Existence of a conditional expectation construction for metric spaces

Question

Following the construction of the conditional expectation for real valued random variables, I wondered if it can be 'generalized' to metric spaces as follows. Let $(\mathbb{X}, d)$ be a metric space, $X:\Omega \to \mathbb{X}$ a random variable and $\mathcal{G}$ some subsigmaalgebra in $\Omega$. Is there in general a $\mathcal{G}$-measurable $Z:\Omega \to \mathbb{X}$ such that $\mathbb{E}[d(X,Z)\mathbb{1}_{A}] = 0$ for all $A\in \mathcal{G}$ ? I am not sure whether Radon-Nikodým can be applied here in some way.

Answer 1

What you want is $d(X,z)1_A=0$ a.s (because of non-negativity) and, in particular, this must holds for $A=\Omega$. So this is possible only if $X$ is a.s. equal to some $Z$ which is $\mathcal G-$ measurable.

Answer 2

If $X$ is a random variable on an arbitrary probability space $(\Omega, \mathcal{A}, \mathbb{P})$ and taking its values in a standard Borel space $\mathbb{X}$, and $\mathcal{B} \subset \mathcal{A}$ is a $\sigma$-algebra, then there exists a regular conditional distribution $\mathbb{P}(X \in \cdot \mid \mathcal{B})$ of $X$ given $\mathcal{B}$. A Polish space is a standard Borel space. The existence of the regular conditional distribution does not hold in general if we only assume that $\mathbb{X}$ is a separable metric space.

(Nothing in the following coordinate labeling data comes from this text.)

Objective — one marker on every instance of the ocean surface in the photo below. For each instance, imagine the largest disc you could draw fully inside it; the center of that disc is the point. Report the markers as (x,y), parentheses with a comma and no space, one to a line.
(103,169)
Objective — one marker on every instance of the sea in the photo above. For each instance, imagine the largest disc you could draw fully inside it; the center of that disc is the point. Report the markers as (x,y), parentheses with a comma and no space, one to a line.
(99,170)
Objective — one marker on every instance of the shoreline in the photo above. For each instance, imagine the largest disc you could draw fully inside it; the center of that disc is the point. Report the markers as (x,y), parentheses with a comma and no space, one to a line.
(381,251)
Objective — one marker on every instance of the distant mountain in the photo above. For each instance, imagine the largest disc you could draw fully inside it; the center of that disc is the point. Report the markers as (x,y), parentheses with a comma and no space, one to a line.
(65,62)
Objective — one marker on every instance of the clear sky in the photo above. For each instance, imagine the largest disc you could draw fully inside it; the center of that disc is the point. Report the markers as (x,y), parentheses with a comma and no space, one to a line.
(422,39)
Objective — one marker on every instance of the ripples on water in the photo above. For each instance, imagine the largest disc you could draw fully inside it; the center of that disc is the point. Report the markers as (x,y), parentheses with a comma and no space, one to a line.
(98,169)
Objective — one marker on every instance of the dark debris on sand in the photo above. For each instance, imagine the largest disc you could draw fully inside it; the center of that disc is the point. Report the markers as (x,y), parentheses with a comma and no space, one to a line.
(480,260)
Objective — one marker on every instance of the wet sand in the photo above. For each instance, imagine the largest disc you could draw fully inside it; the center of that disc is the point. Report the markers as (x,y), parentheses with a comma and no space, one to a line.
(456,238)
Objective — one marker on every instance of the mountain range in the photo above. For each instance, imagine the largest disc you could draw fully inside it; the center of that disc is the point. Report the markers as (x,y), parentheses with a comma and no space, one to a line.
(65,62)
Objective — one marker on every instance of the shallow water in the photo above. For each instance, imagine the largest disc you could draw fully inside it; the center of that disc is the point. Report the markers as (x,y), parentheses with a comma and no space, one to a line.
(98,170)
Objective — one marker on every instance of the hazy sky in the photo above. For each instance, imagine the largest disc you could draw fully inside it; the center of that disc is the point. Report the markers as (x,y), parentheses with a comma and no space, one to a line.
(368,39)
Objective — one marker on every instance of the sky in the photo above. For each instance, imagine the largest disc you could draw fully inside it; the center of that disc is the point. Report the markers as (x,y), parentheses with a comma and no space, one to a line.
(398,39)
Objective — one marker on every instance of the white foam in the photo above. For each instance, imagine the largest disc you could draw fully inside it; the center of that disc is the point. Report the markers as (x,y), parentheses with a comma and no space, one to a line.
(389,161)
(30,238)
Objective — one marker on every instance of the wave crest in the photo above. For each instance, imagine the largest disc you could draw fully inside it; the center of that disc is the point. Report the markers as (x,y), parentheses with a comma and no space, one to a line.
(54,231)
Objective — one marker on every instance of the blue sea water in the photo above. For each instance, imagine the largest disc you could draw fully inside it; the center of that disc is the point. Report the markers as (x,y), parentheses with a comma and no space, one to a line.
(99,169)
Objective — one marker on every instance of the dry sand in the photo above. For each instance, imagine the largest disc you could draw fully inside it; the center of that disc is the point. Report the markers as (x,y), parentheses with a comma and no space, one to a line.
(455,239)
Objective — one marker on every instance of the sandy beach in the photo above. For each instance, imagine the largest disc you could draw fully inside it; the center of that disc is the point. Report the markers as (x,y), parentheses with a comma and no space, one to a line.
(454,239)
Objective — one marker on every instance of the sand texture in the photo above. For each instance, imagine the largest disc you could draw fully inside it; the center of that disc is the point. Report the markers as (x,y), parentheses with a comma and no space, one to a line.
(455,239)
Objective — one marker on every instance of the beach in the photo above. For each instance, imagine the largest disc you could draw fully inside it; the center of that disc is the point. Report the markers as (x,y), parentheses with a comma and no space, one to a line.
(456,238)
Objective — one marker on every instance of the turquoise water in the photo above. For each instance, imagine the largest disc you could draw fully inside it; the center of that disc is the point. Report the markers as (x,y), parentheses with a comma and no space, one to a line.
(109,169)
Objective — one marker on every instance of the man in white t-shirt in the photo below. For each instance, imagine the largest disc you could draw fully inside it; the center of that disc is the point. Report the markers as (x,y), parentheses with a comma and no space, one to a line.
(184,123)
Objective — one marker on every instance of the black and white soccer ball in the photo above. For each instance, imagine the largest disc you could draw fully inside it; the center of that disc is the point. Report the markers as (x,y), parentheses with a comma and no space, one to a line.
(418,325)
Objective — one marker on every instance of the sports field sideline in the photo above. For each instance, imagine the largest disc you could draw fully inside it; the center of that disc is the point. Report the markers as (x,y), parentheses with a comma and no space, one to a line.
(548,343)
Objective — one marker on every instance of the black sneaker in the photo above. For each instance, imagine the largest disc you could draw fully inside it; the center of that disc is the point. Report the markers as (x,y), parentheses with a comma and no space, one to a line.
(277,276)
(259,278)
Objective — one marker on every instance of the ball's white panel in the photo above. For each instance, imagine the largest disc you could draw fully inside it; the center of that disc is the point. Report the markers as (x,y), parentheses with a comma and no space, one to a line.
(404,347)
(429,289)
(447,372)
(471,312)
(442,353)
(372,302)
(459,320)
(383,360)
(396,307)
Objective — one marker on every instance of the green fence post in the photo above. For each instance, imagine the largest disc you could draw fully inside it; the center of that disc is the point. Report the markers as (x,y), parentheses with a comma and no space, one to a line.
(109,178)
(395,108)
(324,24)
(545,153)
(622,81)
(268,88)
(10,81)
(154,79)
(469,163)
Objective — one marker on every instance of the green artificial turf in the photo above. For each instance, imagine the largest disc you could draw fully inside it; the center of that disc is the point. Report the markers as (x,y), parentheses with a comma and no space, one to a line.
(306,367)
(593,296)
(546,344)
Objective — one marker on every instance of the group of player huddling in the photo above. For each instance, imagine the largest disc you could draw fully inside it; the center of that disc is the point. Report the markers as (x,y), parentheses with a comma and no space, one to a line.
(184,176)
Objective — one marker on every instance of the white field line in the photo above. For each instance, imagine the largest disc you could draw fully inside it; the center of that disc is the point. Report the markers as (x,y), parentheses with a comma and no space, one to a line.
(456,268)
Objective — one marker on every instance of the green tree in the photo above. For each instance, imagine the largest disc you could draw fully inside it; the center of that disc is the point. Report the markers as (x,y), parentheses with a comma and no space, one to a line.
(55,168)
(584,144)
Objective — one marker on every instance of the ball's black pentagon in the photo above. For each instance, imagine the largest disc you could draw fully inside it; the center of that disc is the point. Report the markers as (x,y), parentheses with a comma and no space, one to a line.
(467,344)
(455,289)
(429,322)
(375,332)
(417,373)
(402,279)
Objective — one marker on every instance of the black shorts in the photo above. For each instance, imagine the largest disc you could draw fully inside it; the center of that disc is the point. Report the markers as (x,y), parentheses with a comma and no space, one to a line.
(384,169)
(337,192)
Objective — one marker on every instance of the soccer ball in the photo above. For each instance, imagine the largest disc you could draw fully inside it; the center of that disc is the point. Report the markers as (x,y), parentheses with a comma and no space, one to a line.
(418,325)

Then for any suitable function $f \colon \mathbb{X} \to \mathbb{R}$, one has the conditional expectation of $f(X)$ given $\mathcal{B}$: $$ \mathbb{E}[f(X) \mid \mathcal{B}](\omega) = \int f(x) \mathrm{d}\nu_\omega(x) $$ where $\nu_\omega$ is the probability measure $\mathbb{P}(X \in \cdot \mid \mathcal{B})(\omega)$.